- Richmondville, New York Location within the state of New York
- Coordinates: 42°38′2″N 74°34′0″W﻿ / ﻿42.63389°N 74.56667°W
- Country: United States
- State: New York
- County: Schoharie
- Town: Richmondville

Government
- • Type: Mayor/Board of Trustees
- • Mayor: Kevin Neary (D)

Area
- • Total: 1.85 sq mi (4.78 km^{2})
- • Land: 1.85 sq mi (4.78 km^{2})
- • Water: 0 sq mi (0.00 km^{2})
- Elevation: 1,096 ft (334 m)

Population (2020)
- • Total: 858
- • Density: 464.7/sq mi (179.42/km^{2})
- Time zone: UTC-5 (Eastern (EST))
- • Summer (DST): UTC-4 (EDT)
- ZIP code: 12149
- Area code: 518
- FIPS code: 36-61588
- GNIS feature ID: 2391095
- Website: www.richmondvillevillage.org

= Richmondville (village), New York =

Richmondville is a village in Schoharie County, New York, United States. The population was 918 at the 2010 census.

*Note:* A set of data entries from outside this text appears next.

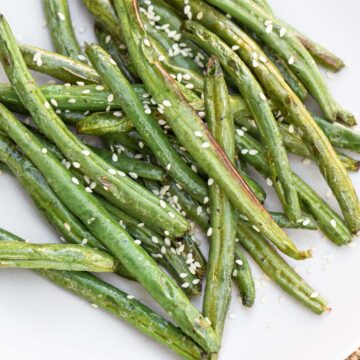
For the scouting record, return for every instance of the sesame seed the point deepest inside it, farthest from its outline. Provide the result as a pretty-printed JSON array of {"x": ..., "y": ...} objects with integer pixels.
[
  {"x": 282, "y": 32},
  {"x": 110, "y": 98},
  {"x": 61, "y": 16},
  {"x": 75, "y": 181}
]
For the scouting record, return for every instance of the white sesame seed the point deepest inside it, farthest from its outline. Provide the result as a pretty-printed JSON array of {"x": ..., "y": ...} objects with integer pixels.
[
  {"x": 282, "y": 32},
  {"x": 61, "y": 16},
  {"x": 75, "y": 181},
  {"x": 262, "y": 96},
  {"x": 110, "y": 98}
]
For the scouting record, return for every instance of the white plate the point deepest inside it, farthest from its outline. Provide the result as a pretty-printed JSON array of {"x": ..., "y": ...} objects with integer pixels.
[{"x": 40, "y": 321}]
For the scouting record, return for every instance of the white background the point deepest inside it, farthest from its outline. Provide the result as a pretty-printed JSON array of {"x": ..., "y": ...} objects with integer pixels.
[{"x": 40, "y": 321}]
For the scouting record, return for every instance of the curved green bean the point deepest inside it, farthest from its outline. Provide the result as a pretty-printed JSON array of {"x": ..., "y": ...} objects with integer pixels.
[
  {"x": 61, "y": 29},
  {"x": 186, "y": 124},
  {"x": 261, "y": 111}
]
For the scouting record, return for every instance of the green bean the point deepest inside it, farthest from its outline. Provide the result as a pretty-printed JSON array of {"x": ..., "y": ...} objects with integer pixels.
[
  {"x": 54, "y": 256},
  {"x": 63, "y": 220},
  {"x": 289, "y": 76},
  {"x": 261, "y": 111},
  {"x": 117, "y": 51},
  {"x": 184, "y": 123},
  {"x": 291, "y": 50},
  {"x": 61, "y": 29},
  {"x": 121, "y": 305},
  {"x": 243, "y": 278},
  {"x": 59, "y": 66},
  {"x": 277, "y": 89},
  {"x": 339, "y": 135},
  {"x": 123, "y": 190},
  {"x": 103, "y": 12},
  {"x": 278, "y": 270},
  {"x": 129, "y": 165},
  {"x": 162, "y": 288},
  {"x": 321, "y": 55},
  {"x": 103, "y": 123},
  {"x": 327, "y": 220},
  {"x": 164, "y": 252},
  {"x": 294, "y": 144},
  {"x": 222, "y": 229},
  {"x": 147, "y": 126},
  {"x": 176, "y": 54},
  {"x": 305, "y": 223}
]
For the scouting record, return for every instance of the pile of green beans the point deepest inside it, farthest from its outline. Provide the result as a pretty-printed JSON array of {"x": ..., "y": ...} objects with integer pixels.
[{"x": 185, "y": 100}]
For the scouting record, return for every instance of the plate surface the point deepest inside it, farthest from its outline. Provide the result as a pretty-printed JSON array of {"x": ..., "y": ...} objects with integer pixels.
[{"x": 40, "y": 321}]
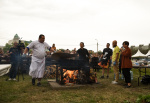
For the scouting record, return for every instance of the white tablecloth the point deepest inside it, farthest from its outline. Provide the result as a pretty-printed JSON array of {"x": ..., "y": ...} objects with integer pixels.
[{"x": 4, "y": 69}]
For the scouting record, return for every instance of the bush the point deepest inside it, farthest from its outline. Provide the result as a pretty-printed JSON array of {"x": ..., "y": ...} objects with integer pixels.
[{"x": 143, "y": 99}]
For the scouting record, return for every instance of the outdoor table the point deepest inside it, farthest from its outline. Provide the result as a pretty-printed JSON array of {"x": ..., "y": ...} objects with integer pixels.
[
  {"x": 140, "y": 71},
  {"x": 4, "y": 69}
]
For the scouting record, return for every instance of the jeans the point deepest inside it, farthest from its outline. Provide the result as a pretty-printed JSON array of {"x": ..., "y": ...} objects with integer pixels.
[
  {"x": 13, "y": 69},
  {"x": 116, "y": 71}
]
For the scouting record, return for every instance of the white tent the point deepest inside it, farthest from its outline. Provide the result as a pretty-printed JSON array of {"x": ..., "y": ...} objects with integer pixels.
[
  {"x": 139, "y": 55},
  {"x": 148, "y": 54}
]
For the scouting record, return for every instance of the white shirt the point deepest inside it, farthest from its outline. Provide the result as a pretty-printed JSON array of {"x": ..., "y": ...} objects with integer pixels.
[{"x": 38, "y": 49}]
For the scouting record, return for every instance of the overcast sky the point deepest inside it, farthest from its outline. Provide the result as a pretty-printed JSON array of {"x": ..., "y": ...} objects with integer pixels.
[{"x": 69, "y": 22}]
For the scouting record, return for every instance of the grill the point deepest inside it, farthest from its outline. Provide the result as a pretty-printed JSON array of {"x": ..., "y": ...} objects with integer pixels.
[{"x": 68, "y": 62}]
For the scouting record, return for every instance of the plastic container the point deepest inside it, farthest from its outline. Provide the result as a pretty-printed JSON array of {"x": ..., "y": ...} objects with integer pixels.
[{"x": 122, "y": 77}]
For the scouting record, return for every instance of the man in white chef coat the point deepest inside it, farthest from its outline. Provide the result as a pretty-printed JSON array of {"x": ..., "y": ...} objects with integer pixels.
[{"x": 38, "y": 58}]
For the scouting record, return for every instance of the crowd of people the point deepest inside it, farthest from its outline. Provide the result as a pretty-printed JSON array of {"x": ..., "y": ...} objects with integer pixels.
[{"x": 119, "y": 59}]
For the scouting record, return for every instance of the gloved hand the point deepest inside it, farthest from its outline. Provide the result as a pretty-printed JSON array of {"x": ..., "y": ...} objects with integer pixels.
[{"x": 114, "y": 63}]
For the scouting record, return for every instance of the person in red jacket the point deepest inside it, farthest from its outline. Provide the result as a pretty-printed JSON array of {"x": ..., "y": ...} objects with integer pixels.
[{"x": 126, "y": 63}]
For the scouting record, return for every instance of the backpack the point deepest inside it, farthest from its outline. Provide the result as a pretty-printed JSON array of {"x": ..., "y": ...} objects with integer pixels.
[{"x": 145, "y": 79}]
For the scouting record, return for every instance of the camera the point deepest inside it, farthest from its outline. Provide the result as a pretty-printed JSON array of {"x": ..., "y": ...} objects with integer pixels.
[{"x": 21, "y": 45}]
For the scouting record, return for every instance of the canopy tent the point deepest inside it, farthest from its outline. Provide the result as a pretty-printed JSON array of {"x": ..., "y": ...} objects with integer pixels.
[
  {"x": 139, "y": 55},
  {"x": 148, "y": 54}
]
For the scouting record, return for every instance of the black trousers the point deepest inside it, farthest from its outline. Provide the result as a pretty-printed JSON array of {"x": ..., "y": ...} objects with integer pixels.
[{"x": 126, "y": 74}]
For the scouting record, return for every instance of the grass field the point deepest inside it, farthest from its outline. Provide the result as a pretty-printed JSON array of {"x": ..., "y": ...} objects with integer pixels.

The Village of Richmondville is in the center of the Town of Richmondville and is northeast of Oneonta.

== History ==
The early village was the location of many mills and small factories.
The village was incorporated in 1881.

The Bunn–Tillapaugh Feed Mill and Richmondville United Methodist Church are listed on the National Register of Historic Places.

==Geography==
Richmondville is located at (42.633838, -74.566627).

According to the United States Census Bureau, the village has a total area of 1.8 square miles (4.7 km^{2}), all land.

Interstate 88 passes through the village. State routes 7 (Main Street) and 10, along with County Road 22, intersect in the village.

==Demographics==

As of the census of 2000, there were 786 people, 314 households, and 212 families residing in the village. The population density was 433.4 PD/sqmi. There were 344 housing units at an average density of 189.7 /sqmi. The racial makeup of the village was 95.42% White, 1.15% Black or African American, 1.02% Native American, 0.76% Asian, 1.15% from other races, and 0.51% from two or more races. Hispanic or Latino of any race were 2.04% of the population.

There were 314 households, out of which 34.7% had children under the age of 18 living with them, 49.7% were married couples living together, 13.4% had a female householder with no husband present, and 32.2% were non-families. 26.1% of all households were made up of individuals, and 10.5% had someone living alone who was 65 years of age or older. The average household size was 2.50 and the average family size was 3.00.

In the village, the population was spread out, with 28.9% under the age of 18, 8.1% from 18 to 24, 29.9% from 25 to 44, 19.1% from 45 to 64, and 14.0% who were 65 years of age or older. The median age was 34 years. For every 100 females, there were 97.5 males. For every 100 females age 18 and over, there were 88.9 males.

The median income for a household in the village was $35,714, and the median income for a family was $40,577. Males had a median income of $31,538 versus $25,208 for females. The per capita income for the village was $17,512. About 5.4% of families and 9.0% of the population were below the poverty line, including 7.8% of those under age 18 and 7.3% of those age 65 or over.

Historical population
| Census | Pop. | Note | %± |
| 1870 | 630 |  | — |
| 1880 | 653 |  | 3.7% |
| 1890 | 663 |  | 1.5% |
| 1900 | 651 |  | −1.8% |
| 1910 | 599 |  | −8.0% |
| 1920 | 581 |  | −3.0% |
| 1930 | 618 |  | 6.4% |
| 1940 | 598 |  | −3.2% |
| 1950 | 709 |  | 18.6% |
| 1960 | 743 |  | 4.8% |
| 1970 | 826 |  | 11.2% |
| 1980 | 792 |  | −4.1% |
| 1990 | 843 |  | 6.4% |
| 2000 | 786 |  | −6.8% |
| 2010 | 918 |  | 16.8% |
| 2020 | 858 |  | −6.5% |
U.S. Decennial Census

==Politics==

Richmondville has historically been dominated by Republicans. However, in recent decades democrats like Betsy Bernocco (fmr. Town Supervisor) and Kevin Neary (Mayor) have made significant inroads winning elections in both the town and village of Richmondville.

During the 2009 elections on November 3, local Republicans regained control of the Richmondville Town Board, and Supervisor John Barlow (R) defeated his Democratic opponent by one vote. On March 16, 2010 – Village Trustees George Konta and William Lape were re-elected without opposition to the Village Board. John Barlow resigned as Supervisor in late 2010, and was replaced by Richard Lape.

In 2013, Mayor Kevin Neary ran unopposed. In 2011, Mayor Neary faced write-in candidate Timothy Knight. Neary won 106-9 (92-8%).